Logits vs. log-softmax

KFrank · September 12, 2020, 2:23am

Hi Zhihan!

The short, practical answer is because of what you typically do with
the log-softmax of the logits. You pass them into a loss function such
as nll_loss(). (Doing this gives you, in effect, the cross-entropy loss.)

If you were to pass the raw logits into nll_loss() you would get an
ill-behaved loss function that is unbounded below. That is, by, for
example, making the biases of your last linear layer (that produces the
logits) arbitrarily large, the logits will become arbitrarily large, and the
loss function will become arbitrarily “good,” that is large and negative.

But why is this?

As you have noticed, the log() function is almost, but not quite the
inverse of the softmax() function – the difference being a constant
(across classes for a given set of logits).

This constant is the difference between proper log-probabilities and
the “unnormalized log-probabilities” we call logits, and this is the
constant that becomes arbitrarily large when the nll_loss() function
diverges to -inf. Calculating log_softmax (logits) normalizes this
constant away. (And, in some sense, that’s all it does, because
log_softmax (log_softmax (logits)) = log_softmax (logits).)
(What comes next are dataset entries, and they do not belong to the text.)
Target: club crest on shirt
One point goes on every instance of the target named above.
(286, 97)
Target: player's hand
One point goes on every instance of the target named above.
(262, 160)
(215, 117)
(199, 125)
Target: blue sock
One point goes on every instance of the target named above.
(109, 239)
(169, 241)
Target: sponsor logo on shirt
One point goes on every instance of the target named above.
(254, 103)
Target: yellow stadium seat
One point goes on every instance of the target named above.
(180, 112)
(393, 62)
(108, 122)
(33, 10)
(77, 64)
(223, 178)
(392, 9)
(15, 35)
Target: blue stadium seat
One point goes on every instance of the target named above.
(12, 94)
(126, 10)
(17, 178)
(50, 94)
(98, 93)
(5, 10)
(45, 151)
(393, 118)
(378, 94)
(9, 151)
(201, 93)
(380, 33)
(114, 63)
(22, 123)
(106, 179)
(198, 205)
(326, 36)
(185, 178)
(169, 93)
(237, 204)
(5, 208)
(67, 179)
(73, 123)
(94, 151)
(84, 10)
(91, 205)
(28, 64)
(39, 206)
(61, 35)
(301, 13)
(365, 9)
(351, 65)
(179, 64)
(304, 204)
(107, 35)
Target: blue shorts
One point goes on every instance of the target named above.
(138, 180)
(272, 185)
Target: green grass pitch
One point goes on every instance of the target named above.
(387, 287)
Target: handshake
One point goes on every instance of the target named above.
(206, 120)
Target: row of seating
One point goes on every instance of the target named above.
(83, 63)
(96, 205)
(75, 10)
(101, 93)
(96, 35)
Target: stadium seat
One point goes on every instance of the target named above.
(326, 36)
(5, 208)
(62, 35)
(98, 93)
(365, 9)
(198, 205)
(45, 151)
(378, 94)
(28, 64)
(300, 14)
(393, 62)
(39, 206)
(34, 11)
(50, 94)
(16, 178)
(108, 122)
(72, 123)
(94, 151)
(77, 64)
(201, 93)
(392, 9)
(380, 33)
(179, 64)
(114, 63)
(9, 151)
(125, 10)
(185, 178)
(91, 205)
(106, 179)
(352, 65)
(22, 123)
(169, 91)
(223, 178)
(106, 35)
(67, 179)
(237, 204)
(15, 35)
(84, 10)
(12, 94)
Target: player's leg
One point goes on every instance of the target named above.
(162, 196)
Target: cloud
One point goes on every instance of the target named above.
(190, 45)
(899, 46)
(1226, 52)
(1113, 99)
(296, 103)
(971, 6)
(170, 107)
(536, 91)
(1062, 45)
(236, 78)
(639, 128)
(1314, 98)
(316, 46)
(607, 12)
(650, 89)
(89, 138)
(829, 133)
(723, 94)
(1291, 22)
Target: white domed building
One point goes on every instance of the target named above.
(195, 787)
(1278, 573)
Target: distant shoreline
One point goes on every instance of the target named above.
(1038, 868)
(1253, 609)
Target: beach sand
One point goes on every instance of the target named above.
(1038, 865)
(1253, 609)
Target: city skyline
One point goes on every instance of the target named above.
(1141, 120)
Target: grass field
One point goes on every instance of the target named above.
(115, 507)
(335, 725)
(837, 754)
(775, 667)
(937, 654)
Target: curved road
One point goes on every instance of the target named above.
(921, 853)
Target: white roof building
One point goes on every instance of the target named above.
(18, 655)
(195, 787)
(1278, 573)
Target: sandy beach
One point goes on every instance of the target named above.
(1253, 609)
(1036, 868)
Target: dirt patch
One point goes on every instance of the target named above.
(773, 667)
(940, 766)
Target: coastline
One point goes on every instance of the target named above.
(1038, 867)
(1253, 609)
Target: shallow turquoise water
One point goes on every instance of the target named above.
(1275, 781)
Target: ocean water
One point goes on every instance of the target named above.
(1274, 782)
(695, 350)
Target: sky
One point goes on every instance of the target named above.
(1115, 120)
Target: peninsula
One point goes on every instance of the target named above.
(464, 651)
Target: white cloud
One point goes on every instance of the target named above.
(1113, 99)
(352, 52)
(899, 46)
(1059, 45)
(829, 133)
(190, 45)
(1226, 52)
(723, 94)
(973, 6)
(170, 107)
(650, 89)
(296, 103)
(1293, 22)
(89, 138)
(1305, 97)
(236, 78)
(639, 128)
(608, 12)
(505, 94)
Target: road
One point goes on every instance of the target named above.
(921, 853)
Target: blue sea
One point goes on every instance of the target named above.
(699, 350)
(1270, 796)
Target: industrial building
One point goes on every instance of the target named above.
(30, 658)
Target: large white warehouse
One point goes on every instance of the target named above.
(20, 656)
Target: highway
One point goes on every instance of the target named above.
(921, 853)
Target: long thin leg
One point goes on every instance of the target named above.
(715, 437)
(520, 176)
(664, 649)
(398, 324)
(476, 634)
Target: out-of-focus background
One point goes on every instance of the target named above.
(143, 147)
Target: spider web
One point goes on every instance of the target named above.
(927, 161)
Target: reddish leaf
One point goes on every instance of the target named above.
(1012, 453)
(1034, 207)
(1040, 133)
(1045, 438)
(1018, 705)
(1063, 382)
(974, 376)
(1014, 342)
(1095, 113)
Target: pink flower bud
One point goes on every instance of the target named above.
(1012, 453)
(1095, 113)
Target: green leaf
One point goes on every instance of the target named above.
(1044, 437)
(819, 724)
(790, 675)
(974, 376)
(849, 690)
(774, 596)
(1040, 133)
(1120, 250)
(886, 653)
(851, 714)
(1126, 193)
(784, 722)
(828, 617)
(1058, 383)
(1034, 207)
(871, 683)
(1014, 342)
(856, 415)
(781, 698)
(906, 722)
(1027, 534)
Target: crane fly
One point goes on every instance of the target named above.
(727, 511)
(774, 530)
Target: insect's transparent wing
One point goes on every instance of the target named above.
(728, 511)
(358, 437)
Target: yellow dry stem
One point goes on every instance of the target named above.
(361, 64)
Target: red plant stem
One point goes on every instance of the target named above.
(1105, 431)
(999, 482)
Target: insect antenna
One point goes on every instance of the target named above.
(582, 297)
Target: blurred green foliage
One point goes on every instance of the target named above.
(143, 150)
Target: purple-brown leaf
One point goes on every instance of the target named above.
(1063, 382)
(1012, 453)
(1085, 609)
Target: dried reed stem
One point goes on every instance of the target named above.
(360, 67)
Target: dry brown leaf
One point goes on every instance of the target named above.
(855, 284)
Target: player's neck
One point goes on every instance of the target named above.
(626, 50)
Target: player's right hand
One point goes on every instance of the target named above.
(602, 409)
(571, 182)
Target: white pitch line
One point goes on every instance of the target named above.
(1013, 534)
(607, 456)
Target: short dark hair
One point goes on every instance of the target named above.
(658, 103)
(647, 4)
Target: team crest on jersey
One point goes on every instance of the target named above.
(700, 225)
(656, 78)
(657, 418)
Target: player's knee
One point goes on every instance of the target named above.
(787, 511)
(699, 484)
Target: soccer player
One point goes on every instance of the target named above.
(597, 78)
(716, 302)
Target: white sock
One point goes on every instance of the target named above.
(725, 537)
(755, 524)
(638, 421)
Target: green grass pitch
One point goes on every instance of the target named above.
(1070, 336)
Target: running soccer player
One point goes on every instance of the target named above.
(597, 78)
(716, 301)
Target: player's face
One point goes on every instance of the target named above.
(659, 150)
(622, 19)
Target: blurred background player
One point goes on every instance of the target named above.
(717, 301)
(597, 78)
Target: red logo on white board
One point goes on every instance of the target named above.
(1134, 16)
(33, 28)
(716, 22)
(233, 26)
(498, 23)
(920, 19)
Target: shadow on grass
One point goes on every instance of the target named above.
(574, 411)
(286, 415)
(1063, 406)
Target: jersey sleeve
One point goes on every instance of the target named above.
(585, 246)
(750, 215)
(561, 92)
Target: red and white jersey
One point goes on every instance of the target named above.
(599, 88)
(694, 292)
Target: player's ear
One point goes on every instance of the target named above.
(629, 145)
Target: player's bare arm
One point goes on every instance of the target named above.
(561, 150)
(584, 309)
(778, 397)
This constant is the log of the denominator in the formula for
softmax(), namely log (sum_i {exp (logit_i)}).

log_softmax() has the further technical advantage: Calculating
log() of exp() in the normalization constant can become numerically
unstable. Pytorch’s log_softmax() uses the “log-sum-exp trick” to
avoid this numerical instability.

From this perspective, the purpose of pytorch’s log_softmax()
function is to remove this normalization constant – in a numerically
stable way – from the raw, unnormalized logits we get from a linear
layer so we can pass them into a useful loss function.

Best.

K. Frank